One can observe various patterns of judges’ behaviour: some did not write a single opinion in decades of work; others write them quite often. Figure 2 shows the number of opinions and dissenting opinions written by the CC judges over the course of their service. To take the difference in the number of cases into account, this information is presented as a percentage of all cases handled by each judge. Overall, individual opinions are written by judges appointed in the 1990s, which means that the percentage of opinions is decreasing due to the gradual rotation in the judicial staff. The first six leaders in writing dissenting opinions are no longer active judges of the Constitutional Court of the Russian Federation.
Current judges are less likely to express their disagreement. They still sometimes do, even though it is often easier and safer to side with the majority. Moreover, judges write dissenting opinions also in political cases. Both cases about the impossibility of enforcing ECtHR judgments provoked a response. For example, in the case of prisoners’ voting rights, there were two dissenting opinions and one ordinary opinion. For compensation to Yukos shareholders, there was one dissenting opinion and one ordinary opinion.
Judges write a larger number of dissenting opinions for fairly important cases, including election law issues and disputes over competence between government authorities or constituent entities of the Russian Federation (Figure 3). Of course, these numbers depend on the content of cases that come to the attention of judges. But analysis of court decisions reveals a general trend. There seems to be some consensus in the CC on issues around civil law, social rights or allegations of violations of the rights of civil servants or military personnel. In one of my works I show that this is due to how the CC adjudicates with more freedom in less politicised spheres such as social rights. Accordingly, in such cases, the CC is more likely to find a violation of the Constitution, which deprives judges of grounds to write a dissenting opinion.

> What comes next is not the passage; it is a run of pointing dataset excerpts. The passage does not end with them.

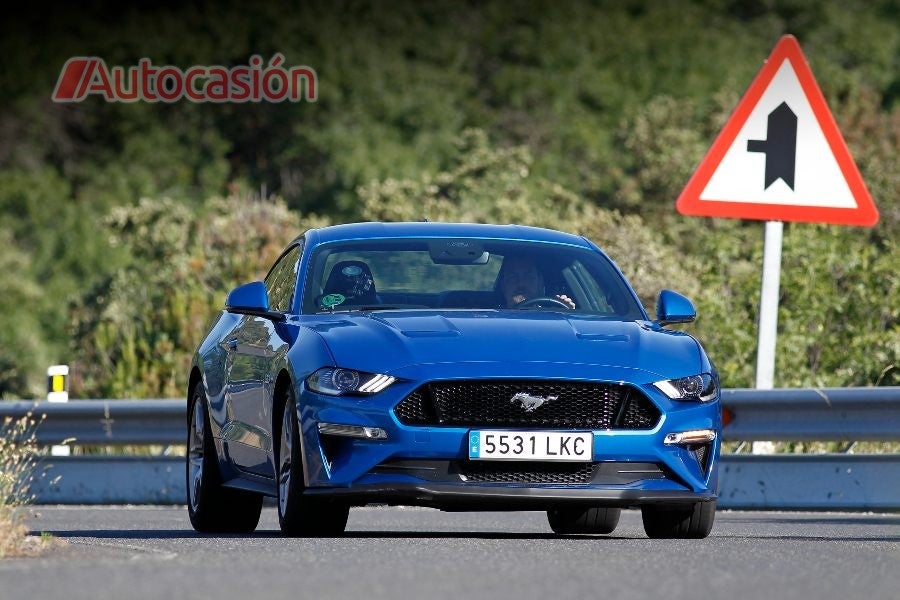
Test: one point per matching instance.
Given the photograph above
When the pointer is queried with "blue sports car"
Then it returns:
(456, 366)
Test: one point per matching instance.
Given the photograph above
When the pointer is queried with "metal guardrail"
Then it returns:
(776, 481)
(869, 414)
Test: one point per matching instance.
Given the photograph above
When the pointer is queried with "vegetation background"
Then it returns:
(122, 226)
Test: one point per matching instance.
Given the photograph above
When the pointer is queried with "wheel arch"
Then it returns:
(195, 378)
(283, 382)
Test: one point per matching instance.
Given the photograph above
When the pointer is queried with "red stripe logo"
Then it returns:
(74, 79)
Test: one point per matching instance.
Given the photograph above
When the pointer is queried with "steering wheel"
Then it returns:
(541, 301)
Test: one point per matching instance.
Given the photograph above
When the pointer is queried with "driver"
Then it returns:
(522, 280)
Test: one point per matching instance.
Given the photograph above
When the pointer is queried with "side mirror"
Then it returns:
(672, 307)
(251, 299)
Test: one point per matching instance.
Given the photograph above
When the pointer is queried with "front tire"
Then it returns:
(213, 508)
(300, 514)
(692, 522)
(591, 520)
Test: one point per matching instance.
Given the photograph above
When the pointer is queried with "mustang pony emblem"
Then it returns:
(531, 403)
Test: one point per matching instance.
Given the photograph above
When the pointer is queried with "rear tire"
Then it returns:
(584, 520)
(299, 514)
(213, 508)
(692, 522)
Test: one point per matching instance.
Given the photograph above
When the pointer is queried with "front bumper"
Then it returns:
(354, 469)
(495, 497)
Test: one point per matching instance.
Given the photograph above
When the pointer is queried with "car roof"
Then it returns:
(373, 230)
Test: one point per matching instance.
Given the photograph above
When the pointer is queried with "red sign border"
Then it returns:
(689, 203)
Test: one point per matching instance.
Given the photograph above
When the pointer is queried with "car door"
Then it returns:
(255, 346)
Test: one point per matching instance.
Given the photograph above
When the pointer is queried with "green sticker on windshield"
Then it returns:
(333, 300)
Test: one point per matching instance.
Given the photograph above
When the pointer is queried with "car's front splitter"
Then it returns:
(494, 497)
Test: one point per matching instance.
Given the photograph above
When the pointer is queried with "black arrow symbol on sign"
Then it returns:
(781, 146)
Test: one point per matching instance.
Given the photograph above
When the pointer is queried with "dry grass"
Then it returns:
(18, 452)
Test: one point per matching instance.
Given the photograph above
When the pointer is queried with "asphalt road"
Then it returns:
(410, 553)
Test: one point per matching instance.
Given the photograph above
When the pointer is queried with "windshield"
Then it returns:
(465, 274)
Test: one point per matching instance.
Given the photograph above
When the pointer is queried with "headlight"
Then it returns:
(335, 381)
(697, 388)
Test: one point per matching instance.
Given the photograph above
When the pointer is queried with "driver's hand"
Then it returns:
(566, 299)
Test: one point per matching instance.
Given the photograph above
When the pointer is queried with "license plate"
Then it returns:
(531, 445)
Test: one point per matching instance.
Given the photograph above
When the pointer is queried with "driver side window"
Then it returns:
(282, 280)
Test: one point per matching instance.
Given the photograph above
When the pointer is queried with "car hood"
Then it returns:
(397, 343)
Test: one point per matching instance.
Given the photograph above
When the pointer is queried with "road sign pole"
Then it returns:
(768, 317)
(768, 306)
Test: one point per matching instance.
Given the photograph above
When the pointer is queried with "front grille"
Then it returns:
(527, 472)
(489, 403)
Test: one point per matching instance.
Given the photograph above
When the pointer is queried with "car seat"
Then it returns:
(353, 280)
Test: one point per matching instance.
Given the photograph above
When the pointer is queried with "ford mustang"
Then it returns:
(454, 366)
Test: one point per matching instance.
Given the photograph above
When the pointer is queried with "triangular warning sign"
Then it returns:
(781, 156)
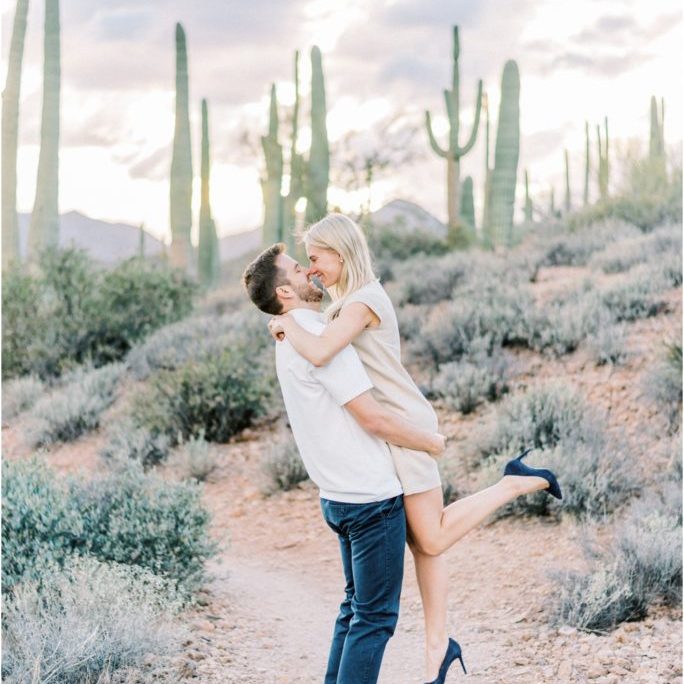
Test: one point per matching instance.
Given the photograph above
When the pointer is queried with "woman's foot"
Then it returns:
(434, 655)
(517, 469)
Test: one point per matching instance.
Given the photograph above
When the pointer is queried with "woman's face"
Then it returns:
(325, 264)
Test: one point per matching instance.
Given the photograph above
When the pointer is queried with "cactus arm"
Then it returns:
(433, 141)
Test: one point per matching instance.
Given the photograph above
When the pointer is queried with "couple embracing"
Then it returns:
(369, 440)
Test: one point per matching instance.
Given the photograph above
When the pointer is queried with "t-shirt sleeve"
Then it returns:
(344, 377)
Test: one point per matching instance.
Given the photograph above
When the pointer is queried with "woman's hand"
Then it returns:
(439, 444)
(276, 327)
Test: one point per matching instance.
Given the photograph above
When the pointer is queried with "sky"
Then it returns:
(385, 63)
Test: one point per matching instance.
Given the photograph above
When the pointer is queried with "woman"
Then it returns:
(362, 314)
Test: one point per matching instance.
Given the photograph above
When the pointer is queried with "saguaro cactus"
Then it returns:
(568, 198)
(271, 183)
(297, 171)
(587, 163)
(318, 167)
(181, 164)
(468, 205)
(488, 170)
(44, 226)
(656, 148)
(208, 257)
(604, 163)
(528, 201)
(506, 154)
(458, 236)
(10, 137)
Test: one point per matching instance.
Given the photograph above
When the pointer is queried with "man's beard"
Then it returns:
(309, 293)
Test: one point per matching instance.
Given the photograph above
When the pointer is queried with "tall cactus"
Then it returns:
(44, 226)
(604, 163)
(10, 137)
(656, 148)
(528, 202)
(568, 198)
(458, 236)
(181, 164)
(297, 171)
(506, 154)
(488, 170)
(208, 257)
(468, 207)
(141, 241)
(587, 163)
(271, 183)
(318, 167)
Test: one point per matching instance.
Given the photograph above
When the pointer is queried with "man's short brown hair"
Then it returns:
(262, 277)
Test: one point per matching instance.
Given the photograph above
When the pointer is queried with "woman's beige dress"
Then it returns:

What is the impact of court dissent?
Constitutional Court judges quite often express their disagreement publicly. Currently, these figures are much lower than in the 1990s, but the institution of dissenting opinions continues. The ban on publication and discussion of such opinions has one goal: to stop the practice of judges writing dissenting opinions. If we take the other amendments into account, the CC is likely to become more opaque.

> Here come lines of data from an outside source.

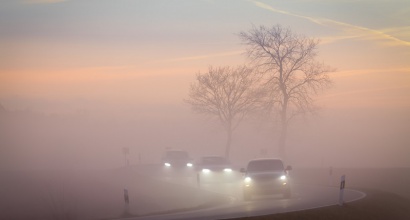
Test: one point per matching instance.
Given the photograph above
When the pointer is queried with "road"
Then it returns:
(303, 197)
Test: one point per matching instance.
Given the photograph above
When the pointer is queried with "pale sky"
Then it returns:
(135, 58)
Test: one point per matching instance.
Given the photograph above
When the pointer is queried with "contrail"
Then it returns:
(365, 32)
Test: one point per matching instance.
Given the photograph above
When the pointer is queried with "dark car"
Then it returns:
(214, 169)
(177, 159)
(214, 164)
(266, 176)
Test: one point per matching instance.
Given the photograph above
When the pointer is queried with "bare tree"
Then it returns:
(227, 93)
(291, 73)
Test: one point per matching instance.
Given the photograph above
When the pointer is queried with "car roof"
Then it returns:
(265, 159)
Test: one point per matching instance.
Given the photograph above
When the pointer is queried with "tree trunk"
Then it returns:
(228, 142)
(283, 129)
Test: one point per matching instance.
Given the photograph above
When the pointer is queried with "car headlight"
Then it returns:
(206, 170)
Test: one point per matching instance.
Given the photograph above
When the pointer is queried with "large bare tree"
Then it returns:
(226, 93)
(292, 75)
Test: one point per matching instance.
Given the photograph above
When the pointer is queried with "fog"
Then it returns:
(80, 81)
(344, 138)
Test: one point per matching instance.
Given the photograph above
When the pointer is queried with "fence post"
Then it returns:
(342, 189)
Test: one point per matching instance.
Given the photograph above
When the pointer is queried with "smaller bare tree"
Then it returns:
(226, 93)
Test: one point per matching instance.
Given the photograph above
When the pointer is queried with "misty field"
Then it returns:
(98, 194)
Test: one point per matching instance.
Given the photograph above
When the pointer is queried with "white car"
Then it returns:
(177, 159)
(266, 176)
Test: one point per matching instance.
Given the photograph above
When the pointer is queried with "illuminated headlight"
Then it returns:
(206, 170)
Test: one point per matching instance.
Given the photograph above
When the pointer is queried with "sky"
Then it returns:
(121, 61)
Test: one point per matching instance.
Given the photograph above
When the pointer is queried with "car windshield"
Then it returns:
(213, 160)
(265, 165)
(177, 155)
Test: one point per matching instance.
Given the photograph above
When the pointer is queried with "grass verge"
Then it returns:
(377, 205)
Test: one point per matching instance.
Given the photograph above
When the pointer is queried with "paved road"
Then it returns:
(303, 197)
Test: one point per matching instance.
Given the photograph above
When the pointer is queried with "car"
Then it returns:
(264, 177)
(177, 159)
(214, 169)
(214, 164)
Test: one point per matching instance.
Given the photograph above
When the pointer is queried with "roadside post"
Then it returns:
(126, 198)
(330, 176)
(342, 189)
(198, 179)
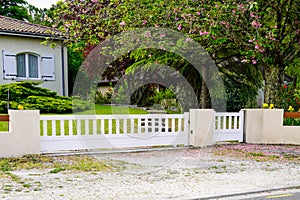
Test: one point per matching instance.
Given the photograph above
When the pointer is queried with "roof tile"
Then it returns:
(18, 26)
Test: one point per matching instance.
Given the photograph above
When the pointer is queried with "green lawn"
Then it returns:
(100, 110)
(116, 110)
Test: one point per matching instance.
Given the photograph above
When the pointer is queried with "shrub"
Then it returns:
(33, 97)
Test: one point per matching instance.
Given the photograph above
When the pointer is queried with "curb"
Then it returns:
(246, 193)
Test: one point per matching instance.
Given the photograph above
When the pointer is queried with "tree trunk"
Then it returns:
(274, 77)
(205, 98)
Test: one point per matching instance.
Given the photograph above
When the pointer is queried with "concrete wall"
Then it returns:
(265, 126)
(17, 44)
(23, 136)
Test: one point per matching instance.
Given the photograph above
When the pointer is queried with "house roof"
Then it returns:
(10, 26)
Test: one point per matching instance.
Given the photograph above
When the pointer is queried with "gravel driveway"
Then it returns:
(168, 174)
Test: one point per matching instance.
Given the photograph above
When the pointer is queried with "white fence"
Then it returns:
(229, 126)
(68, 132)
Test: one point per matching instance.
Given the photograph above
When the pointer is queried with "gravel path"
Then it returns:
(172, 174)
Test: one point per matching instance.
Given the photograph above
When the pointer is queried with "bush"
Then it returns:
(103, 98)
(33, 97)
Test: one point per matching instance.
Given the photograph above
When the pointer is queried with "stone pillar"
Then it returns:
(23, 136)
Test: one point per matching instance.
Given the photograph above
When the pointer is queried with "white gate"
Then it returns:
(69, 132)
(229, 126)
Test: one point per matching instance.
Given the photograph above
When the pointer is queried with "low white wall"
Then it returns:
(23, 136)
(265, 126)
(201, 127)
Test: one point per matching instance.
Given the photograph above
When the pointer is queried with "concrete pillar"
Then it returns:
(23, 136)
(201, 127)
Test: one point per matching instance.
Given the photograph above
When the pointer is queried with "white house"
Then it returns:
(23, 57)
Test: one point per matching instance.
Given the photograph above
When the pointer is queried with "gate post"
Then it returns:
(201, 127)
(23, 136)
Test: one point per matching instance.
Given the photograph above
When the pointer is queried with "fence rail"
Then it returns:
(112, 131)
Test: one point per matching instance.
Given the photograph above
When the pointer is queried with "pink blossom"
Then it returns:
(203, 33)
(259, 48)
(179, 27)
(256, 24)
(188, 39)
(122, 23)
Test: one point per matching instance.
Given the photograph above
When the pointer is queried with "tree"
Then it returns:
(260, 36)
(14, 9)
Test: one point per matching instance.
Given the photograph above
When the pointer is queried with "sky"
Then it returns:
(42, 3)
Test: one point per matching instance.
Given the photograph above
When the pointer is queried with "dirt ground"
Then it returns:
(166, 174)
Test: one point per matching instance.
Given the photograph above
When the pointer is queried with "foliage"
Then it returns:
(108, 110)
(290, 97)
(14, 9)
(31, 96)
(103, 98)
(263, 34)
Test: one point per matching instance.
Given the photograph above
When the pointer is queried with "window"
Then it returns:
(27, 66)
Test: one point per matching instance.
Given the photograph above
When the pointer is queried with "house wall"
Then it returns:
(17, 44)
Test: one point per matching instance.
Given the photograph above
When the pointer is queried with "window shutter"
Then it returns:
(48, 70)
(9, 65)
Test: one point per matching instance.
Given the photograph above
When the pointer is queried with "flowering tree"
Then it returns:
(252, 35)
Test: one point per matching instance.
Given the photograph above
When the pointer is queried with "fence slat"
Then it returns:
(102, 125)
(62, 127)
(53, 128)
(45, 128)
(117, 126)
(70, 127)
(95, 130)
(78, 123)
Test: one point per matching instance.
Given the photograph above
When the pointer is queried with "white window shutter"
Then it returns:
(9, 65)
(48, 68)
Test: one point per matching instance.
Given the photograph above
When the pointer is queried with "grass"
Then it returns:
(291, 122)
(113, 110)
(53, 164)
(99, 109)
(75, 163)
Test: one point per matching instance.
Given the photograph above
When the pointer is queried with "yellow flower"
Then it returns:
(20, 107)
(291, 109)
(265, 105)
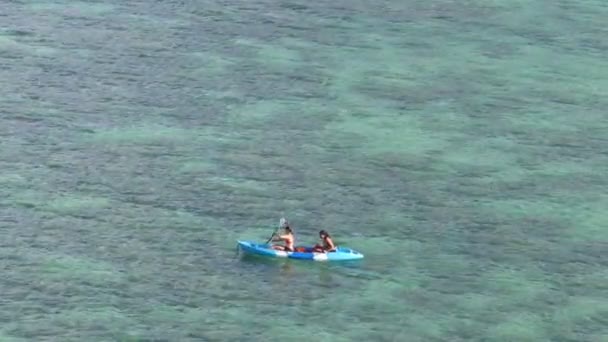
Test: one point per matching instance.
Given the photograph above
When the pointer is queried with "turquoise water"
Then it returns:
(461, 146)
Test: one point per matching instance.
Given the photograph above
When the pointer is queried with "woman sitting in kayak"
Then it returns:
(289, 239)
(328, 244)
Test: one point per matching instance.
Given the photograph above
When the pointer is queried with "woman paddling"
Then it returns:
(328, 244)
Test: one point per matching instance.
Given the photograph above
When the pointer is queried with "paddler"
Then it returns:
(327, 244)
(289, 239)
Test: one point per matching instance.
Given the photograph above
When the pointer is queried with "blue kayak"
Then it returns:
(302, 253)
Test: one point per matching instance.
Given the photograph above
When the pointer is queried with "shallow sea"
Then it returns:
(462, 146)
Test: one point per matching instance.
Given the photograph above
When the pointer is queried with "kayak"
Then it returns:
(302, 253)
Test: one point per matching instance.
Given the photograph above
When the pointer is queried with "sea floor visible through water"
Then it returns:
(462, 146)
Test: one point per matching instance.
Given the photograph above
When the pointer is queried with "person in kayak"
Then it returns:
(327, 243)
(289, 239)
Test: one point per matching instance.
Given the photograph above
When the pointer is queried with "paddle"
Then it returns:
(282, 223)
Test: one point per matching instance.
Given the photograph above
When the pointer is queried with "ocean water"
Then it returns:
(462, 146)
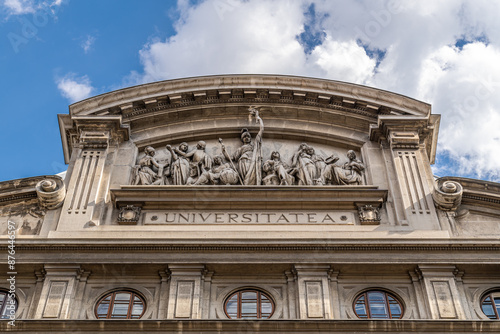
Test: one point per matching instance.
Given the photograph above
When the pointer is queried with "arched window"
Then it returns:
(490, 304)
(249, 304)
(8, 306)
(376, 304)
(120, 305)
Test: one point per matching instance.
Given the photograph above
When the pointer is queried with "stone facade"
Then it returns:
(311, 193)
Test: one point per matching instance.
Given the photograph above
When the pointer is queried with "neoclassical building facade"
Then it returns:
(249, 203)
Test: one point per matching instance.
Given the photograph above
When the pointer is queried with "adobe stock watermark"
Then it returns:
(29, 26)
(380, 19)
(10, 301)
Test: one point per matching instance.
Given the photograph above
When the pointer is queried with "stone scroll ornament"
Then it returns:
(246, 165)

While dissenting opinions have no legal force, they have an impact on CC decisions: knowing that there are opponents to the majority ruling, judges will spend more time ‘honing their arguments’ and trying to persuade their colleagues. Now we can expect the quality of court rulings to deteriorate: without an alternative opinion, the CC will focus on the volume of cases handled rather than on quality of work.
While alternative opinions rarely affect the outcome of cases, their content shows that there are diverging approaches to legal situations. In some cases, dissenting opinions may even have an impact on future court rulings. The most striking example is one of the dissenting opinions issued by late Judge Ruth Bader Ginsburg (USA) on gender discrimination, which later became law. One judge of the Russian Constitutional Court, Gadis Gadzhiev, points out that dissenting opinions were sometimes transformed into rulings of the Constitutional Court. On top of that, writing a dissenting opinion was often the only opportunity for judges to express dissent or somehow clear their conscience.